It's a pity this won't work:
KILLINGTON - Voters may consider something a bit weightier than the usual town meeting fare this spring - whether to secede from Vermont.They don't have enough rifles to pull it off. But imagine a world where every city, county, township, etc. was explicitly allowed to reaffiliate at will with the state of its choice. That's not so far fetched, but the effects would be far reaching. Suburbs and rural areas would secede from the more socialist states and affiliate themselves with low-tax states. This would concentrate tax-hating people into low-tax states, thereby creating political incentives to lower taxes even further. "New Hampshire", "Wyoming", and "Alaska" would spread nationwide. Meanwhile, the socialist inner cities would gradually all be gathered together into "California" and "New York", which would collapse financially because of ruinous taxation. People would then vote with their feet to get out of the socialist hellhole "states", and into the capitalist "states". But this would not typically very difficult - it would usually mean only moving to a nearby suburb, not out into the middle of nowhere. Eventually the capitalist states would have to take over and reform the socialist ones.
The Select Board is considering asking for voter approval to cut ties with the Green Mountain State and essentially have the town become a landlocked piece of New Hampshire. ...
'We're very serious,' said Select Board Chairman Norman Holcomb. 'It's not just an effort to make a statement. It's an effort to save our community.'
But officials in Montpelier don't seem worried about having to redraw any maps. Secretary of State Deborah Markowitz cited some imposing obstacles to Killington's quest, beginning with the legal relation between the state and its towns.
'This is symbolic, clearly,' she said. 'Absent an armed insurrection type of thing, there isn't anything a town can do to secede. A town is a construction of the state and exists at the pleasure of the Legislature.'
Killington's discontent has to do with justice as much as dollars, according to Town Manager David Lewis.

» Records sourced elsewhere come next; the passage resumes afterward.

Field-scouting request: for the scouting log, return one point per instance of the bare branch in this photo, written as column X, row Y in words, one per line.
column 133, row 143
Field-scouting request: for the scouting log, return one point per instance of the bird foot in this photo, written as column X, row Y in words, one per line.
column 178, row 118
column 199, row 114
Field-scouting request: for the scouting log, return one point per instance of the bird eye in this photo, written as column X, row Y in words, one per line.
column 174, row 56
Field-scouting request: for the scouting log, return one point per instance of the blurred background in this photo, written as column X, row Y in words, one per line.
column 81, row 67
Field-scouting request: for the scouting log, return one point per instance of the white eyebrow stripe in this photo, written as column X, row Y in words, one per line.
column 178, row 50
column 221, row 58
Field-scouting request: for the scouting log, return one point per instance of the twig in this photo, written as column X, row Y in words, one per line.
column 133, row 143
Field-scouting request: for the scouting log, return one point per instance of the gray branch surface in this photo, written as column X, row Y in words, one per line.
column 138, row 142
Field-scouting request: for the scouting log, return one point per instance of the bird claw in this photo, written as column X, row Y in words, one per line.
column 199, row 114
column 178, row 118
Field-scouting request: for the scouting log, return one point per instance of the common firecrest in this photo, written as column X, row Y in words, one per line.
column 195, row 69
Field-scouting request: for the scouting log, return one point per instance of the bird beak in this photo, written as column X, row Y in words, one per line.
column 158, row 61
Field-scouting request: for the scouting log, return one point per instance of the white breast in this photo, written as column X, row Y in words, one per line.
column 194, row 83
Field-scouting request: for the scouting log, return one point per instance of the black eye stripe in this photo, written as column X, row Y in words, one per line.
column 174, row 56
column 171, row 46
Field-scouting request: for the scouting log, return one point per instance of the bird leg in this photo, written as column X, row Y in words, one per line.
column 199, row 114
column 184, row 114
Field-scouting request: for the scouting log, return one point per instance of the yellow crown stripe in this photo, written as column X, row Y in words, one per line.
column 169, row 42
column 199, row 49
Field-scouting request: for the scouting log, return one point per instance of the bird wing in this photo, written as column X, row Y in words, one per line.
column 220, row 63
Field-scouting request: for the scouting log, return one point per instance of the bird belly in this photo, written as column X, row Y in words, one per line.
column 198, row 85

It is rooted in the history of Killington's effort to fight for an equitable tax scheme since the passage of the statewide property tax, Act 60, in 1997, he said, and a sense that the town has exhausted all its options. The town manager compared Killington's situation to that of the American colonists under the British monarchy. He said Killington sends $10 million to the state every year through the statewide property tax, and receives only $1 million in return.
Sales and business taxes generated in the resort town add another $10 million to state coffers. But Killington, with less than 1,000 full-time residents and one legislator shared with three other towns, does not have the political clout to bring this money back to the community, Lewis said.
'They don't have to worry about 1,000 people here affecting anything politically. We're a big meal ticket to them,' he said.